Angola

La tierra huele a humedad y a calor. Las hogueras del campo y la mandioca me traen olores que no puedo despegar de mi piel. Una camiseta enorme del color de la tierra que extraño, un pantalón de algodón delgado, unas sandalias que huelen a camino, unas manos blancas con olor a talco de guantes de quirófano, una noche enorme por delante y la luna, constante y serena, ahí colgada del techo de la noche.
Noche de mayo. Ahí, al Otro Lado, los días se irán alargando, el calor aparecerá alargando tardes y acortando ropas. Acabarán las clases, comenzarán los exámenes, empezarán las ojeras, acabarán las listas de aprobados, empezarán los días de Esperanza.
Echo en falta todo aquello, los exámenes finales, los parciales, las cañas de después, las noches de café y tabaco, el reloj del salón, el camión de la basura, los apuntes de mil colores, el beso suave y rápido de despedida con sabor a coche y a portal sin vecinos.
Juego con mi chapa de identificación, me pasa siempre que pienso en el Otro Lado.
Patrick se sienta a mi lado y me enciende un cigarrillo enviado desde lejos. Me enseña cada noche el nombre de una estrella nueva. Yo una palabra en castellano y él el nombre de una estrella. A veces, lo sé, se las inventa, y reconozco que es difícil el acordarse de casi 500 nombres de estrellas, así como de mujeres, y me pregunto por qué casi todas las estrellas tienen nombre de mujer.
El ruido del generador central rompe la noche.
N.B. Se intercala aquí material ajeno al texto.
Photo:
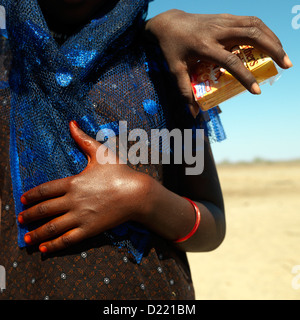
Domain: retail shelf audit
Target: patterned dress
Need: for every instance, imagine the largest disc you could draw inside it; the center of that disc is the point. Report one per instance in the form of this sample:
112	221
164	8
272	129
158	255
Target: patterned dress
93	269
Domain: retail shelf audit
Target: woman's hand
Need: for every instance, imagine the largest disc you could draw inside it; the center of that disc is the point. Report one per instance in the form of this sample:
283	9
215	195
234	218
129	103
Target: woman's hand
101	197
187	38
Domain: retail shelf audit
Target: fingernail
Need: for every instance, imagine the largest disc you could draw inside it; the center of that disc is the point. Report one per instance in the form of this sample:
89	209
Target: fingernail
20	218
27	238
255	89
23	200
75	123
43	249
287	62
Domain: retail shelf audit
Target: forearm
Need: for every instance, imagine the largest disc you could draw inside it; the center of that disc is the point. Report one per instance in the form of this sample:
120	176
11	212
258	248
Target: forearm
173	217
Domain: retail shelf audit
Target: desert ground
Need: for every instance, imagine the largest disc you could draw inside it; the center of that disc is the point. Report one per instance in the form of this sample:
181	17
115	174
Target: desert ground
260	256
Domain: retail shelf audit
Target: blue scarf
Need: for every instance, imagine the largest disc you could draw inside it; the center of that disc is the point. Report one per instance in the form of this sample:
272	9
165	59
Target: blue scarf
97	77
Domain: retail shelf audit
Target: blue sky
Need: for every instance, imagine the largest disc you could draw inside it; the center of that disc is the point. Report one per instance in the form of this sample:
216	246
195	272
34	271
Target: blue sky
265	126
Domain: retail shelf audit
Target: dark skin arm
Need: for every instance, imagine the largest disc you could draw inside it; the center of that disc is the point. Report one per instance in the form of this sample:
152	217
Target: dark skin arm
87	207
187	38
81	207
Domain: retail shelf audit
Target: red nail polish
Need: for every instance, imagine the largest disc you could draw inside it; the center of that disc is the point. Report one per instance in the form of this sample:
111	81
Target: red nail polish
75	123
23	200
43	249
20	218
27	238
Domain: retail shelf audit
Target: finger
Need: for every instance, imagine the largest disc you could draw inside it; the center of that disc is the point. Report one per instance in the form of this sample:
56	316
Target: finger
233	64
51	229
257	38
66	240
48	190
182	76
44	209
85	142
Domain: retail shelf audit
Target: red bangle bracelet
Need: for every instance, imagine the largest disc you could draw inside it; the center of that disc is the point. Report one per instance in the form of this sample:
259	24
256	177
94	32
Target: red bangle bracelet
197	223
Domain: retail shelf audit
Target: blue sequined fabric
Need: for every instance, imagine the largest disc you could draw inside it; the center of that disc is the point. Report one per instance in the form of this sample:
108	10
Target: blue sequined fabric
97	77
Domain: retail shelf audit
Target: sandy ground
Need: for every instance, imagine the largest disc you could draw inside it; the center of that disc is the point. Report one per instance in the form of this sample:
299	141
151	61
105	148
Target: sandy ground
262	244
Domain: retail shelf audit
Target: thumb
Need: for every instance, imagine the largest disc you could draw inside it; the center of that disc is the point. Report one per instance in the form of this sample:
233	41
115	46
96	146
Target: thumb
185	87
88	145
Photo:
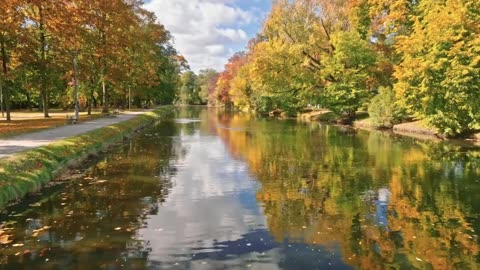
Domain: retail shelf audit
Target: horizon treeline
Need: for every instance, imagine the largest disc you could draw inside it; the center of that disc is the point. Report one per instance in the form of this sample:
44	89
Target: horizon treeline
398	59
124	57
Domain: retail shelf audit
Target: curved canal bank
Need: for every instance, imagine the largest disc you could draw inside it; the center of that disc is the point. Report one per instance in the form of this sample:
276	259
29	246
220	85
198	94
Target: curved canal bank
29	171
214	190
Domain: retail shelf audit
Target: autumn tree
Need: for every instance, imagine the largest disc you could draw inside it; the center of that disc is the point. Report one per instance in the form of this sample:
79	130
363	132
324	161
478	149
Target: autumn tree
206	81
223	86
439	76
11	21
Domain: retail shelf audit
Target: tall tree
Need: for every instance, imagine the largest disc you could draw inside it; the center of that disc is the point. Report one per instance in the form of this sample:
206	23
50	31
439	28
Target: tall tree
439	77
9	31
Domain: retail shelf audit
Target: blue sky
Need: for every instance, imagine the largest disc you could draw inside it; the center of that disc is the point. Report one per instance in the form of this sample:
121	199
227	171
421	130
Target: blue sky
208	32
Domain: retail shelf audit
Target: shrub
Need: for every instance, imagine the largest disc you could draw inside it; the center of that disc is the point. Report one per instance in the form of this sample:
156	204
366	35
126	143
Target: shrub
382	110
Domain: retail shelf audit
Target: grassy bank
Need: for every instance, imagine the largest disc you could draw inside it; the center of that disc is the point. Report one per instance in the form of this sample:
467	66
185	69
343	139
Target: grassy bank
29	171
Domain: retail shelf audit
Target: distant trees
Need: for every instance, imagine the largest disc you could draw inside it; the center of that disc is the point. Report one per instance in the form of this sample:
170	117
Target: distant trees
124	56
340	53
198	89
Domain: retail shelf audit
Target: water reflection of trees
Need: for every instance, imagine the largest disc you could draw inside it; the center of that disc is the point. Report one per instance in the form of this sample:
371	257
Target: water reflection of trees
92	223
327	185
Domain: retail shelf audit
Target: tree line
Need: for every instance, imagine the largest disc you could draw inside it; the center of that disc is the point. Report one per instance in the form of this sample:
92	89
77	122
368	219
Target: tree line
114	49
397	59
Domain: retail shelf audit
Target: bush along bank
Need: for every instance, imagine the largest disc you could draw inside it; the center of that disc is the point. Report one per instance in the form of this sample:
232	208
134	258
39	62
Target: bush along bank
29	171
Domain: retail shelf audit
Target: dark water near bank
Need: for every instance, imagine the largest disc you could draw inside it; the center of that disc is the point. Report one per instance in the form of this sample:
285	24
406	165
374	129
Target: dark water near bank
209	190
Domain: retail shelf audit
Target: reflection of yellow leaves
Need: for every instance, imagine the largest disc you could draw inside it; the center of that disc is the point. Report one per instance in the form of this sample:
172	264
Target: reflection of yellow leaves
4	239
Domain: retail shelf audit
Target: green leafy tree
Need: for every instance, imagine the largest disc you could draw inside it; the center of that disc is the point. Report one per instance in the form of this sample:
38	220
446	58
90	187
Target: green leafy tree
439	77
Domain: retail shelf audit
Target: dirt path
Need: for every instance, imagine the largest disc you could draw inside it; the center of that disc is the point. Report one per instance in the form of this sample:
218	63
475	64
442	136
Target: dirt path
28	141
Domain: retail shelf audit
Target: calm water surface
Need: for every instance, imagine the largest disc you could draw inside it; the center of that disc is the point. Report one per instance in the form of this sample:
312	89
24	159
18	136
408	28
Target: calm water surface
209	190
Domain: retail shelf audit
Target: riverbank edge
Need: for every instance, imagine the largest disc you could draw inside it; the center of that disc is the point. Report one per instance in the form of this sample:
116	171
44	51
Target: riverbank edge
409	129
28	172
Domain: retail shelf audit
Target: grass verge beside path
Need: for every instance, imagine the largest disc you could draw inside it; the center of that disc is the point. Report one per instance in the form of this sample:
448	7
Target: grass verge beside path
29	171
26	122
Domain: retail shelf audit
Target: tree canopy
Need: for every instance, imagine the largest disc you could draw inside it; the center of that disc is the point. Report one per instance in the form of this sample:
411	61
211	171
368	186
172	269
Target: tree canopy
124	55
338	54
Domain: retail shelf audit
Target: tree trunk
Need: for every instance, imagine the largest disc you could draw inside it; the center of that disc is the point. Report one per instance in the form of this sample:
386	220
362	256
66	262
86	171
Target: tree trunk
6	90
43	75
105	98
44	96
29	101
1	98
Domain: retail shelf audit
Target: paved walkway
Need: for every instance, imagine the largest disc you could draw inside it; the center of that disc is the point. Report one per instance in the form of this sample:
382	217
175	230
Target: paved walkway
28	141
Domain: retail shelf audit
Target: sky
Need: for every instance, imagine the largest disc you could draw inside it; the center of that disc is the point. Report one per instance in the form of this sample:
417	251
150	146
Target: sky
208	32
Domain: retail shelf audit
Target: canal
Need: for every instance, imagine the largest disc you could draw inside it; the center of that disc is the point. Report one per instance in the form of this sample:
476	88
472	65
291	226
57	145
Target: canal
212	190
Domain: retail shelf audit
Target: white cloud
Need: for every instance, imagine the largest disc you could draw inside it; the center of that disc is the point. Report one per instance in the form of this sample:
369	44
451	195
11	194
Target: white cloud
203	30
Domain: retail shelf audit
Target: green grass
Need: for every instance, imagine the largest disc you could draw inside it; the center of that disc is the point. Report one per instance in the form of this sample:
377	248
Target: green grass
29	171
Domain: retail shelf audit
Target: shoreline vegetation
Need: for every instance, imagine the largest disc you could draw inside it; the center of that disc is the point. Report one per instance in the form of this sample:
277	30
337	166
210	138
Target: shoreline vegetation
418	129
29	171
413	66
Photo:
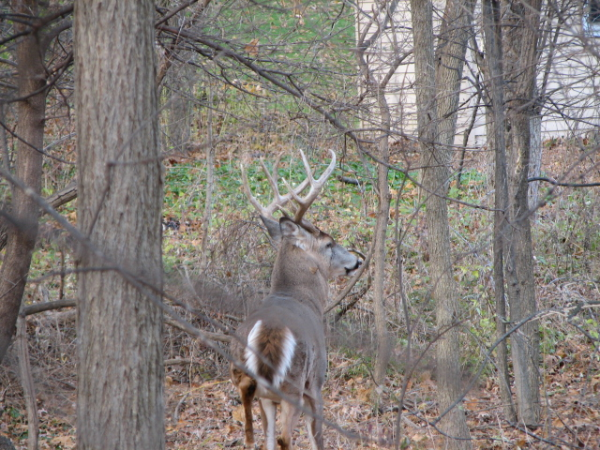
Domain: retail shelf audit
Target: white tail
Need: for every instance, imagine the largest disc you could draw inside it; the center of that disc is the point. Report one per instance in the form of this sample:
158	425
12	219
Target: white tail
285	340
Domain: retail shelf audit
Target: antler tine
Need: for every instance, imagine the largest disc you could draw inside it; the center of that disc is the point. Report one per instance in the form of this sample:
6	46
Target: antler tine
315	186
279	201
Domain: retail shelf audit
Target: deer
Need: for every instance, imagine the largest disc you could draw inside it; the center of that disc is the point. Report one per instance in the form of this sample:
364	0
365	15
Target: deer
281	344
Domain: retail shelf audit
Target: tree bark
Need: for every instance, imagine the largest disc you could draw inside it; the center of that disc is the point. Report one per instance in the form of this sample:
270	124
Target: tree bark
120	391
25	212
435	162
521	62
494	72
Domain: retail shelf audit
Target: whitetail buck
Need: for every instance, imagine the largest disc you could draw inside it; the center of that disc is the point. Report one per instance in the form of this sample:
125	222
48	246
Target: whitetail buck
282	343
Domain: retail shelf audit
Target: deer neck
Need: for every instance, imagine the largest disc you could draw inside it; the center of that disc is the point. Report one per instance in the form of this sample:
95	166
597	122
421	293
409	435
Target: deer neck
298	275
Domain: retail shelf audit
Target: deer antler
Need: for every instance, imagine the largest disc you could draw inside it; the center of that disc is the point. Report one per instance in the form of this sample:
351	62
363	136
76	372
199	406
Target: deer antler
315	186
279	200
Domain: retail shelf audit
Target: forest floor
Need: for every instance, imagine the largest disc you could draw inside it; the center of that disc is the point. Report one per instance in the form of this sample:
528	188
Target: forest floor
202	408
208	415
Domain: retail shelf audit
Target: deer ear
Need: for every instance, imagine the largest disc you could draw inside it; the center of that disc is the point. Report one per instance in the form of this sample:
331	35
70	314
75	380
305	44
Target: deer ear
274	230
288	227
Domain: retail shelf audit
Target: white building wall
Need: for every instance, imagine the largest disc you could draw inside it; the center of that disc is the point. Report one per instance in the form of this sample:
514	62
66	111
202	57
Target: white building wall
571	84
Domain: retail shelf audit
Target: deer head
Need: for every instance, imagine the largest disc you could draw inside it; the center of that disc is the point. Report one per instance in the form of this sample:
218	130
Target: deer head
282	343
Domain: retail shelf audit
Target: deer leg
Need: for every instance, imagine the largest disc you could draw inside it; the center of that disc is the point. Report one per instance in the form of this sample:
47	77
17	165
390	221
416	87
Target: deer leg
247	390
268	410
314	425
289	418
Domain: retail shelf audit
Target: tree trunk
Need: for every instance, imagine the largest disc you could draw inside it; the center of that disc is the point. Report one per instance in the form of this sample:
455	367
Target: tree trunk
383	213
30	131
120	393
521	62
435	186
494	85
Hoy no hay mosquitos, se avecina la lluvia y ellos desaparecen hasta que la tierra caliente y seca les dé de comer.
Estoy a punto de terminar mi cuaderno de pastas negras comprado en mi ciudad sin estrellas. A veces cuando no tengo ganas de escribir, por el cansancio, por la fiebre, o tal vez por la nostalgia, lo leo. Palabras azules que no llevan a ninguna parte, letras perfectas, desordenadas, silenciosas, que me transportan lejos, ahí al Otro Lado.
Alguien en la sala de partos pone música, el generador da Vida al campo, pero no la puede devolver a los que hoy, un día mas no han aguantado.
Hoy a eso de las 9 de la mañana, han vuelto a pasar los cazas, como de costumbre han pasado bajito, rozando el sueño de los niños, de los hambrientos, de los operados, de los que no pudieron nacer en otro sitio que no fuera éste.
Al pasar todo tiembla en el quirófano, seguimos, vemos cómo los sueros dejan de gotear, dejan de entrar en la sangre para dar Vida. Al principio nos asustábamos, dejábamos de operar, nos abrazábamos y nos arrojábamos al suelo, como avestruces sin cuello. Y la estampa era curiosa, curiosa porque el miedo y la locura se juntaban, las ganas de dar un guiño a la Vida y una patada a la Muerte, la esperanza y el desamor juntos, juntas, en el mismo lado por una ve
Luego, pasado el tiempo, ya no nos importa. Lo hemos elegido y punto. Juramos, paramos, nos miramos, dejamos a un lado todo lo que implique electricidad y nos retiramos de la mesa de quirófano, para luego, al de unos pocos minutos, volver con nuestros pijamas verdes a la realidad.
Las nubes empiezan a tapar la noche. La noche huele a mandioca, a calor, a humedad, a silencio, a “tubab”, a lloriqueo de niños que se niegan a darse por vencidos, a preguntas sin respuesta, a silencio compartido con tabaco y música traídos de lejos.
Estoy raro y se me nota. Hoy no tengo que fingir, no merece la pena, hago lo que tengo que hacer y punto. Los sentimientos se quedan atrás, se recubren de recuerdos y se apelotonan en el armario de la distancia.